We believe that the source of S. aureus colonizing the infants was the skin flora of the people in the infants' home milieu. Colonization was low by 3 d' age and increased continuously, which speaks against transfer at delivery or acquisition at the hospital, where these infants stayed only for 2–3 d. Moreover, we have in several instances observed strains with identical RAPD patterns on a mother's skin and in her infant's fecal samples (Lindberg, unpublished results). The very high frequency of long duration breast-feeding in Sweden could contribute to transfer of S. aureus from mother to infant. S. aureus is a more common colonizer of breast-fed than formula-fed infants, probably because these bacteria colonize the skin around the nipple and are swallowed during suckling(7, 32, 33).
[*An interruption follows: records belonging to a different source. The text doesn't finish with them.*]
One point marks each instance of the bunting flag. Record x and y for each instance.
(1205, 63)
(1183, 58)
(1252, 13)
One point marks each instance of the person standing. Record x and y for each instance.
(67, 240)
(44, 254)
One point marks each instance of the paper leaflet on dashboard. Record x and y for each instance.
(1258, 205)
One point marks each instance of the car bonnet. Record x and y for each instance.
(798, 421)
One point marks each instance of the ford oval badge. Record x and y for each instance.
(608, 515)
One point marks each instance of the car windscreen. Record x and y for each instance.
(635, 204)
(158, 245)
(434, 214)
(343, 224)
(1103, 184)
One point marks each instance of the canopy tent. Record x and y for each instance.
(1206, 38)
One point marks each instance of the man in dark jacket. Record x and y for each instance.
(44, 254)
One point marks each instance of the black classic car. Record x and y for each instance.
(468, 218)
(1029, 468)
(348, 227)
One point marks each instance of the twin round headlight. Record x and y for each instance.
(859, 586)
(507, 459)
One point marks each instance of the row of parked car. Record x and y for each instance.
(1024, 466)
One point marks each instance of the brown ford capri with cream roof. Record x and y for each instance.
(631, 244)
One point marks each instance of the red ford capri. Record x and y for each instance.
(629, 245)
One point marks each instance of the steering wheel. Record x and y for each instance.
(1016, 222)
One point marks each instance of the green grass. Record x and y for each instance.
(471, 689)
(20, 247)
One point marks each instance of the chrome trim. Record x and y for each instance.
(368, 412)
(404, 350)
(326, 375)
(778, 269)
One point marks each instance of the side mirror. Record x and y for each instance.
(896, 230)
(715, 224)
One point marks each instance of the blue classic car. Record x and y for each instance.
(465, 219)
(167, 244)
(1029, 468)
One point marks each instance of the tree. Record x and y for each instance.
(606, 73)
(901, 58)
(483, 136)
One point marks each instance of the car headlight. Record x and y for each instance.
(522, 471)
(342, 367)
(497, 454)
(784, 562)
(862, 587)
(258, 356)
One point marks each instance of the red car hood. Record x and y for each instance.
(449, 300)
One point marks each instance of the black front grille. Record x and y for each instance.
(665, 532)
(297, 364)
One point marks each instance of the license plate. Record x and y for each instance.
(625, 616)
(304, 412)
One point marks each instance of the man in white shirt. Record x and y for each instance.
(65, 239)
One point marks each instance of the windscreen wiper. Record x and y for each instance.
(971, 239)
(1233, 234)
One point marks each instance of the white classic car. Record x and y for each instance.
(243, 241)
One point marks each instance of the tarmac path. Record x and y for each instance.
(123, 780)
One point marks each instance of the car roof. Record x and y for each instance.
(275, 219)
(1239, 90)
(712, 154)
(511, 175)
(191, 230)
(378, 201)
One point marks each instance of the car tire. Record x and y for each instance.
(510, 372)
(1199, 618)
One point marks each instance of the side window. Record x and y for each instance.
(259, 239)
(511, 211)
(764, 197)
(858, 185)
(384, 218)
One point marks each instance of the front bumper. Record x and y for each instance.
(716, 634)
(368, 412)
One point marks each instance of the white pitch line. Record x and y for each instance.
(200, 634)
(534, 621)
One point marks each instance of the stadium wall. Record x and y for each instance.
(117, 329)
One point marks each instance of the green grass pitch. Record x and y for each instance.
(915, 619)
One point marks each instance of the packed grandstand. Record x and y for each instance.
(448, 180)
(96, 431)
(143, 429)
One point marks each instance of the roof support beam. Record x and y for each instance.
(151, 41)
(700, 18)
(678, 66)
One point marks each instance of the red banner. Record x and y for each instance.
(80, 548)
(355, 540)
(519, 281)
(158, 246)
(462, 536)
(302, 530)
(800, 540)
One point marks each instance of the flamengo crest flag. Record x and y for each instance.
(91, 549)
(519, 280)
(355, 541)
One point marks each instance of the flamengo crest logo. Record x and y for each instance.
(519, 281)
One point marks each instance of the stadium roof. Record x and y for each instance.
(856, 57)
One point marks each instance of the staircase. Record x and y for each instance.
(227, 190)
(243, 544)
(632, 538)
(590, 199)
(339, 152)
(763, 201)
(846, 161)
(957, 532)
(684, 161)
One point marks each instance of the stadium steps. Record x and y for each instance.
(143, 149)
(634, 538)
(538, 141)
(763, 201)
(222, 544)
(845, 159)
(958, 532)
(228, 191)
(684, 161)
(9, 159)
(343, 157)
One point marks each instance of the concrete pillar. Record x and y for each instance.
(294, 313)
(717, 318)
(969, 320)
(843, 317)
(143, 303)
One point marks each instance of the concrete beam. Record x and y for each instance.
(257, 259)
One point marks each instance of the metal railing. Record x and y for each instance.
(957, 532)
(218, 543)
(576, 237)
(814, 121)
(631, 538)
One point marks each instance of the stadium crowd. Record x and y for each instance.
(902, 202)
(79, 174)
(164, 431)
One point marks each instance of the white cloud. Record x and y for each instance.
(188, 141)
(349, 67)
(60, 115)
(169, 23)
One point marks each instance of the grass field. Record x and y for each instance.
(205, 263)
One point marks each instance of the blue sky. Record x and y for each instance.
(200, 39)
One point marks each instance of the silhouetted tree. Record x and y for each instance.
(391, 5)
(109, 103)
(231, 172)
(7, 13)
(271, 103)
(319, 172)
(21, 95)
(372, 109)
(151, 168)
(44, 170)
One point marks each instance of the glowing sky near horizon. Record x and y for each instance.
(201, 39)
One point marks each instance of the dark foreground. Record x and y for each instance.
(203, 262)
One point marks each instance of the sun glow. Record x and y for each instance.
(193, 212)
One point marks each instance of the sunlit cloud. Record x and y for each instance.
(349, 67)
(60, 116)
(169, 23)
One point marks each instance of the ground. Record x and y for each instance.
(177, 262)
Somewhat less than half of the S. aureus strains produced enterotoxin A, B, C, or D, and/or TSST-1, which is in accordance with previous studies that report a rate of toxin production of 30% to 50% in clinical isolates of S. aureus(3436). We found that enterotoxin C was the toxin most commonly produced, followed by enterotoxin A and TSST-1, while enterotoxins B and D were the least common ones. The dominance of enterotoxin C isolates is similar to what has been reported for human skin isolates of S. aureus(34, 37).

Enterotoxins induce vomiting and diarrhea and S. aureus enterotoxins share with TSST-1 the “superantigen” function. This means that they can activate a broad range of T cells resulting in massive cytokine production, a mechanism responsible for toxic-shock-syndrome(9). Despite this, infants colonized by toxin-producing strains were apparently healthy and did not have more gastrointestinal problems than others. The extent of expression of the toxins in situ in the intestine remains to be studied. The temperature in the intestinal lumen is 37°C, which is optimal for toxin production(38). On the other hand, the oxygen content might be too low to enable their synthesis(38). However, if intestinal S. aureus gain entrance into the tissues by translocation across the intestinal barrier, they would most probably be able to produce toxins. Translocation of bacteria is proportional to bacterial population levels in the gut. For example, when E. coli population levels exceed 108/g faces, live E. coli bacteria can be found in the mesenteric lymph nodes of experimental animals(39, 40). A number of the infants studied here were colonized by S. aureus strains reaching such high population levels during their 1st weeks of life.

It is also possible that toxins are produced in vivo, but that their action is neutralized by antibodies present in breast-milk(41). Since practically all adults are sero-positive against S. aureus toxins and such antibodies are transferred via the placenta, anti-toxin antibodies should also be present in most infant sera(4244). The fact that most infants have been exposed to toxin-producing S. aureus is indicated by findings of protective levels against the S. aureus toxin TSST-1 in 30% of 2-year-old U.S. children(43).

S. aureus is one of the major causes of neonatal septicaemia in Sweden and other Western countries(45). Septicaemia due to enterobacteria has been suggested to result from direct translocation of the bacteria over the intestinal barrier because the same strain of E. coli or other enterobacteria can be isolated from both the blood and the intestinal microflora(46, 47). It is thus conceivable that septic isolates of S. aureus may in some cases derive from the intestinal microflora, rather than from the skin as has previously been assumed. In accordance, infants struck by S. epidermidis septicaemia often have S. epidermidis in their stools(48).

The fact that so many children carry S. aureus in their intestinal microflora, and that S. aureus strains may persist for several months in their intestines, has not been reported before. A low level of colonization with E. coli and maybe other groups of intestinal commensal bacteria has probably paved the way for S. aureus, which has previously not been recognized as a commensal intestinal species. Since this pattern of colonization is likely to have evolved during the last decades, the consequences for infant health remains to be studied.